The Oxford Handbook of Eating Disorders by W. Stewart Agras and Athena Robinson

The Oxford Handbook of Eating Disorders by W. Stewart Agras and Athena Robinson

Author:W. Stewart Agras and Athena Robinson
Language: eng
Format: epub
Publisher: Oxford University Press
Published: 2017-06-15T00:00:00+00:00


Generalizability of Treatment Effects from Controlled Research to Routine Clinical Care Settings

A long-standing criticism of randomized controlled trials (RCTs) of psychological treatments has been that they have tended to exclude patients with more multiple and more complex problems. The reason? The RCTs typically have focused on a single diagnostic category and participants in the study are recruited by the investigators. In response it has been well documented that more recent RCTs have included patients with severe psychopathology and high rates of psychiatric comorbidity. One of the most common reasons for screening out potential participants in RCTs is that the individual’s problems are not severe enough—do not meet strictly defined DSM-IV or DSM-5 criteria—to warrant inclusion. One of the strengths of the RCTs on BN summarized here is that deliberate efforts were made to include participants who were representative of patients typically treated in “real-world” clinical service settings. For example, the Fairburn et al. (2009) and Fairburn et al. (2015) trials of CBT-E used broad eligibility criteria so as not to be selective. Furthermore, study participants were recruited from a long-established community clinic in which the full range of eating disorder patients seeking help were treated. In order to determine the degree to which the RCT samples were broadly representative of the “real-world” population, a comparison was made of the participants recruited for the RCT with patients from the same geographical catchment area seen in the 12 months before and after the RCT (Wales, Palmer, & Fairburn, 2009). The results showed that the three different samples of patients were strikingly similar. It is clear that controlled treatment trials can be designed to be representative on routine care patient populations.

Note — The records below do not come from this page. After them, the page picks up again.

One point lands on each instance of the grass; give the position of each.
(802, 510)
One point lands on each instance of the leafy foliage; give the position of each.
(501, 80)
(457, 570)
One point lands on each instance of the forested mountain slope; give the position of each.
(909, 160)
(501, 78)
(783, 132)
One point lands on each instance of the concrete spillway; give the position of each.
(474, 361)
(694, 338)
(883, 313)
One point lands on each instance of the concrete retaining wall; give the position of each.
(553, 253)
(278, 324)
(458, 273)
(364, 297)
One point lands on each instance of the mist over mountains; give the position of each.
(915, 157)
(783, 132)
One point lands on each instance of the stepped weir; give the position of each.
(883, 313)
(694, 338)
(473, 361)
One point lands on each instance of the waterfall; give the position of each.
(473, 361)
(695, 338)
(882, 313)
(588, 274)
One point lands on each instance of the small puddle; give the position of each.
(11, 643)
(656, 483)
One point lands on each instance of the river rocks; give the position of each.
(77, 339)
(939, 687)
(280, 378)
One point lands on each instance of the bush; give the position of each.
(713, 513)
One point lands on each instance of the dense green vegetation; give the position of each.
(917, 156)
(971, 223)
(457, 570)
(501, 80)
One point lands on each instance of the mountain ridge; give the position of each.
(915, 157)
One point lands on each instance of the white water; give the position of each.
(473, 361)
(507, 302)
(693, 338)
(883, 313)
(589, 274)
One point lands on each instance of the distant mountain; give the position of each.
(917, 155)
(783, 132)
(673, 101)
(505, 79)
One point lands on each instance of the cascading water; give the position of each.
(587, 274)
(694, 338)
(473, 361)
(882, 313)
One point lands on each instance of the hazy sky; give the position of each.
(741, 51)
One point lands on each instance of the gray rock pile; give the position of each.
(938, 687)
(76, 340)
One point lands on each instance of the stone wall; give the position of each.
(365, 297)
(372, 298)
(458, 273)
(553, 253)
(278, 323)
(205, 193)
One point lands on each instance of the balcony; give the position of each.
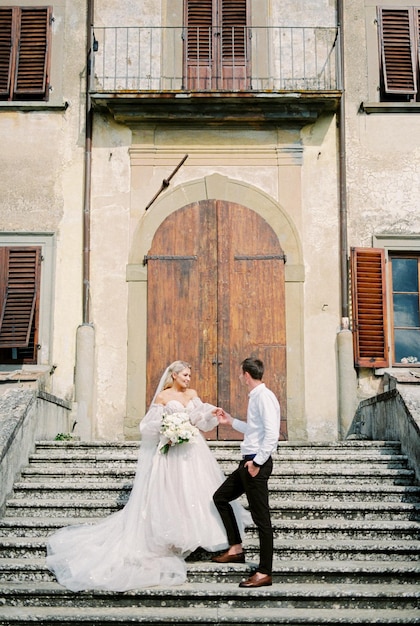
(237, 74)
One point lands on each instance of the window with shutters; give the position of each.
(369, 307)
(405, 289)
(25, 39)
(385, 280)
(216, 50)
(398, 37)
(19, 303)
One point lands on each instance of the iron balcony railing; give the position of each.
(259, 59)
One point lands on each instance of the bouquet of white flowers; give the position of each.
(176, 428)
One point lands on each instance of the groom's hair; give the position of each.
(254, 367)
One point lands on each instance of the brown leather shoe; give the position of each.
(229, 558)
(257, 580)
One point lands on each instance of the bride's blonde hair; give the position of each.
(174, 368)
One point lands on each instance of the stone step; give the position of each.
(93, 489)
(332, 525)
(289, 476)
(282, 596)
(34, 546)
(285, 447)
(284, 571)
(131, 455)
(222, 613)
(281, 509)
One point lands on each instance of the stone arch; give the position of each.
(215, 186)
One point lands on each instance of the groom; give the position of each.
(261, 433)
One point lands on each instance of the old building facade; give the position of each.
(203, 180)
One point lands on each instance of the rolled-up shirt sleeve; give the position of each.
(262, 426)
(270, 415)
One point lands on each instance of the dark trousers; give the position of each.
(256, 489)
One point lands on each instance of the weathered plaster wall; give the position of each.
(41, 160)
(382, 150)
(109, 258)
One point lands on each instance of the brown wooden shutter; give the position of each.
(234, 29)
(398, 33)
(25, 34)
(6, 18)
(32, 60)
(19, 294)
(369, 307)
(199, 19)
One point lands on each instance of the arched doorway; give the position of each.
(215, 295)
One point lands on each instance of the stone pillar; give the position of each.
(347, 381)
(84, 380)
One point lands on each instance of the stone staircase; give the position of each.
(347, 541)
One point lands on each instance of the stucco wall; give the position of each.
(41, 160)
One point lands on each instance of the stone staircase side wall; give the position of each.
(392, 416)
(26, 416)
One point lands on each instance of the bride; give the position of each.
(170, 512)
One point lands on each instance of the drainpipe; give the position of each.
(347, 382)
(85, 336)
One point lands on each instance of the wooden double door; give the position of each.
(216, 296)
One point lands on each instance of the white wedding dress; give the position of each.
(169, 514)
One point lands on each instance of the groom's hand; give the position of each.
(223, 417)
(252, 469)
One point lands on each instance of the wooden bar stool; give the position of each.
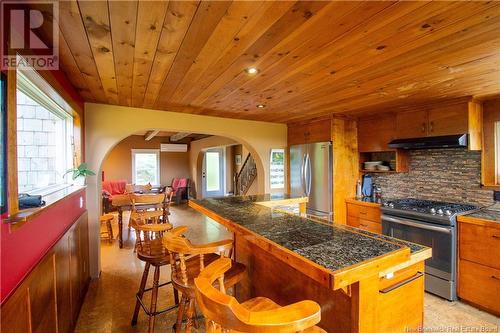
(107, 219)
(223, 313)
(187, 261)
(149, 228)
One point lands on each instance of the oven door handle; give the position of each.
(409, 223)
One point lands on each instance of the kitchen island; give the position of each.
(364, 282)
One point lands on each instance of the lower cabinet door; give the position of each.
(479, 285)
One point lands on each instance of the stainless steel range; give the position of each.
(433, 224)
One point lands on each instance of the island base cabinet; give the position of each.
(50, 297)
(479, 285)
(397, 310)
(401, 301)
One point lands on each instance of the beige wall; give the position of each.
(118, 164)
(106, 125)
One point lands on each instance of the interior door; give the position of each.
(213, 173)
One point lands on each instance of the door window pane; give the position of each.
(277, 168)
(146, 167)
(213, 170)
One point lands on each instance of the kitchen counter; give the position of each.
(293, 258)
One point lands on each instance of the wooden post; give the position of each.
(12, 191)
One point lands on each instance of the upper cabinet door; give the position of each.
(448, 120)
(375, 133)
(411, 124)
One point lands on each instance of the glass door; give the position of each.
(213, 173)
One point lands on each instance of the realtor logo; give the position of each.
(30, 35)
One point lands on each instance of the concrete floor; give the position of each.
(110, 300)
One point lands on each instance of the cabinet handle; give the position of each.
(401, 283)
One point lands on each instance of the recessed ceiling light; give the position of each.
(251, 71)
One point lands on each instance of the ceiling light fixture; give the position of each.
(251, 71)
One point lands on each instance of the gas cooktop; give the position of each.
(426, 209)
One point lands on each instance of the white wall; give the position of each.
(106, 125)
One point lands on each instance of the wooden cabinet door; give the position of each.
(411, 124)
(74, 269)
(42, 300)
(63, 286)
(375, 133)
(448, 120)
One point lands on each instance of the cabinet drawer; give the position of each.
(479, 244)
(479, 284)
(364, 212)
(367, 225)
(398, 298)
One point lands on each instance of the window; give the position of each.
(146, 166)
(277, 169)
(44, 140)
(3, 143)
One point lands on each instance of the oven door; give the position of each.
(438, 237)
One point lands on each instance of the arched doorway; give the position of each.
(107, 125)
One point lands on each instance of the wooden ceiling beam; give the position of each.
(150, 134)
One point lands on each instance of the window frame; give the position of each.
(144, 151)
(27, 81)
(275, 189)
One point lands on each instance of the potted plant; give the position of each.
(80, 173)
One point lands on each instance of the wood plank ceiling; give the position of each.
(314, 58)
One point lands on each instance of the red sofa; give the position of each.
(112, 188)
(180, 188)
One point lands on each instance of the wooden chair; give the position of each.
(106, 220)
(187, 261)
(223, 313)
(150, 228)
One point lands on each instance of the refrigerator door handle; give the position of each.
(302, 174)
(308, 175)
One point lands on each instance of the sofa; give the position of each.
(180, 189)
(111, 188)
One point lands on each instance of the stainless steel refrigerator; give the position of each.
(311, 175)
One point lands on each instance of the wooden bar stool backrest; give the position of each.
(181, 248)
(224, 313)
(146, 221)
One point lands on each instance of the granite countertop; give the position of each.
(332, 246)
(486, 214)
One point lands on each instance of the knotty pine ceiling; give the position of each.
(315, 58)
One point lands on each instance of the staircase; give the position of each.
(244, 179)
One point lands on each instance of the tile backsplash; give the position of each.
(452, 175)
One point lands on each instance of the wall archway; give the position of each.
(107, 125)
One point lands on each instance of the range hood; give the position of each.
(447, 141)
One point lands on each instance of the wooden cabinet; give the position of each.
(375, 133)
(309, 132)
(433, 121)
(478, 265)
(50, 297)
(364, 215)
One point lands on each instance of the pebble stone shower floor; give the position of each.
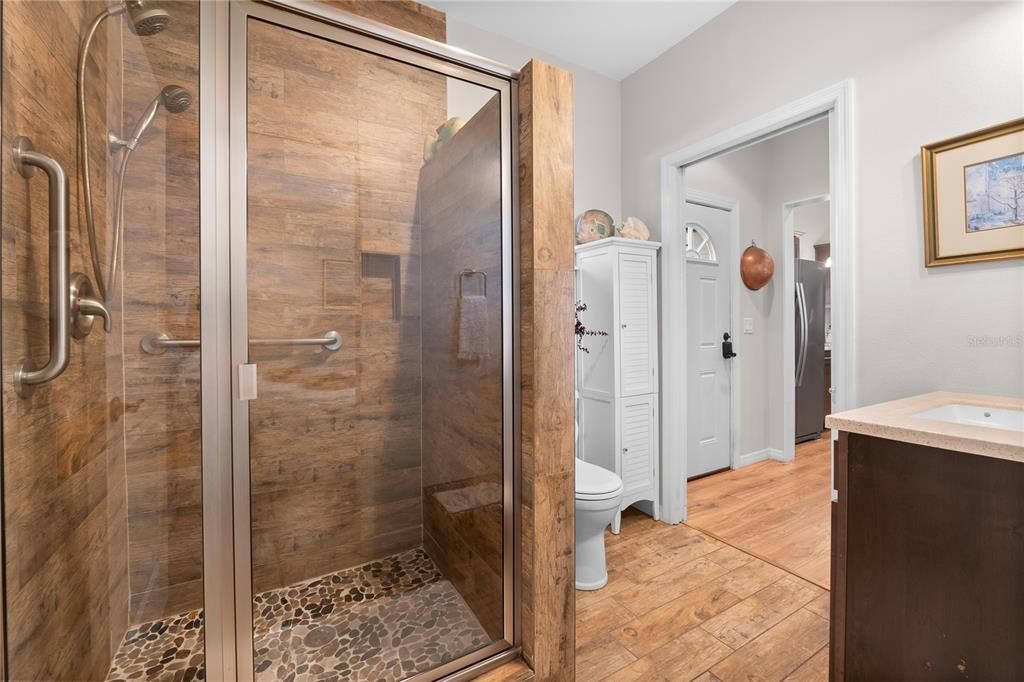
(380, 622)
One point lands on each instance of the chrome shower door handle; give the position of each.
(27, 159)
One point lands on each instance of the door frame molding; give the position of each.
(731, 206)
(788, 387)
(835, 101)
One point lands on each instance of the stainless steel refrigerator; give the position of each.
(810, 318)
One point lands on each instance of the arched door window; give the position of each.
(698, 244)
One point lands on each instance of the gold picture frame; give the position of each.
(974, 196)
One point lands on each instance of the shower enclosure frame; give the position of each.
(226, 529)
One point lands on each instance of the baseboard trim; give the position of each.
(760, 456)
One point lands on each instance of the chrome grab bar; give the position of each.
(157, 342)
(26, 374)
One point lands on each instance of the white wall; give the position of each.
(923, 72)
(761, 178)
(596, 109)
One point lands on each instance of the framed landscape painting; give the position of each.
(974, 196)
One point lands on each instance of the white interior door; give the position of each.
(710, 274)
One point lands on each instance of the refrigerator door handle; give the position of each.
(804, 329)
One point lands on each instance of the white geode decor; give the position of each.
(633, 228)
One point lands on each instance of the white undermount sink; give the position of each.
(976, 415)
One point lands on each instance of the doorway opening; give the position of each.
(738, 399)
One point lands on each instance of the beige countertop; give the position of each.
(895, 421)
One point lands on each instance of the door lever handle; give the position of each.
(727, 352)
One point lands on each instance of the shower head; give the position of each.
(145, 18)
(175, 98)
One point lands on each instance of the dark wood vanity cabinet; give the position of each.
(928, 563)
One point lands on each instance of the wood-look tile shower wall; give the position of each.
(160, 293)
(461, 227)
(297, 509)
(335, 147)
(66, 572)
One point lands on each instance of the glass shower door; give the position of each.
(102, 497)
(372, 336)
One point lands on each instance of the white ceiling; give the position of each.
(612, 38)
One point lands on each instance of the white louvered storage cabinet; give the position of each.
(616, 380)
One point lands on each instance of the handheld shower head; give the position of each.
(145, 18)
(175, 98)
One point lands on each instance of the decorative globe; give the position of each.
(594, 224)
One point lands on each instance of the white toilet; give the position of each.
(598, 495)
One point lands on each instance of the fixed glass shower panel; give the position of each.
(102, 511)
(374, 309)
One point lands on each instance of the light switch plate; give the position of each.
(247, 382)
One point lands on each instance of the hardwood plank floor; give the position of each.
(778, 511)
(682, 605)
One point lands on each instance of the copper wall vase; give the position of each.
(756, 267)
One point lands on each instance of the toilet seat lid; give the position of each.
(595, 480)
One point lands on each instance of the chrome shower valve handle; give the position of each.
(85, 307)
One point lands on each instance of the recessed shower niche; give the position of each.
(292, 455)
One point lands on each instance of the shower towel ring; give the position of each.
(468, 272)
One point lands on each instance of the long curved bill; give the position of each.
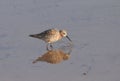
(68, 38)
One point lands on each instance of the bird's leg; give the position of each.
(47, 48)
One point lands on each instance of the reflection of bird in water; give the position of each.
(51, 35)
(53, 57)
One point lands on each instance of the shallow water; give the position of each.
(93, 25)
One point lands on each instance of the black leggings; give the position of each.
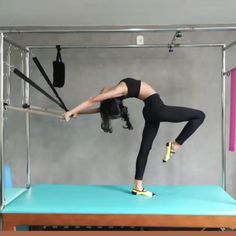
(154, 112)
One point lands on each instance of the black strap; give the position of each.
(33, 84)
(37, 63)
(59, 53)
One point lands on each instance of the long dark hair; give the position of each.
(111, 109)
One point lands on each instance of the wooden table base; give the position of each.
(11, 221)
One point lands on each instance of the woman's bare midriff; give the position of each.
(145, 91)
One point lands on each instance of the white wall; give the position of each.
(115, 12)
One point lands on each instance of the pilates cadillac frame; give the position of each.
(26, 51)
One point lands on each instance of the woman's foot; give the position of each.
(139, 190)
(171, 149)
(142, 192)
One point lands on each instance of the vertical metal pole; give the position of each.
(223, 121)
(26, 101)
(8, 75)
(2, 193)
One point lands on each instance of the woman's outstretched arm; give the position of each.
(117, 91)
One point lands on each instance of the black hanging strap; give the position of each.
(33, 84)
(58, 70)
(37, 63)
(58, 47)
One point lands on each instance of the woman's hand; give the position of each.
(68, 115)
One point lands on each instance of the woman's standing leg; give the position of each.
(149, 134)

Three additional studies have investigated the outcome of CBT-E implemented in routine clinical care settings. In a public-outpatient eating disorders program for youth and adults in Perth, Australia, Byrne, Fursland, Allen, and Watson (2011) analyzed the treatment outcome of 125 patients including all eating disorders. Of the total sample those with a BN diagnosis numbered 40. At post-treatment 32.5% of the full sample (using an intent-to-treat analysis) were in full remission, namely, no eating disorder symptoms over the previous 28 days; 45% were in either full or partial remission. Of those who completed treatment, 50% were in full remission. Significant improvements were also evident on measures of depression, anxiety, stress, interpersonal problems, self-esteem, and quality of life. Overall the results were very similar to those reported in the original Fairburn et al. (2009) CBT-E trial in the UK. The single main difference between the two trials was the significantly higher dropout in the Australian sample—40% versus 22.1%.

A second study evaluated the results in 272 BN and eating disorder not otherwise specified (EDNOS) patients treated with CBT-E in a National Health Service eating disorders clinic in Wales (Knott, Woodward, Hoefkens, & Limbert, 2015). Of the total sample, 74 (27.2%) had BN. A positive treatment outcome defined in terms of global EDE-Q score of less than one standard deviation above the community mean was achieved by 78% of patients who completed treatment and 39.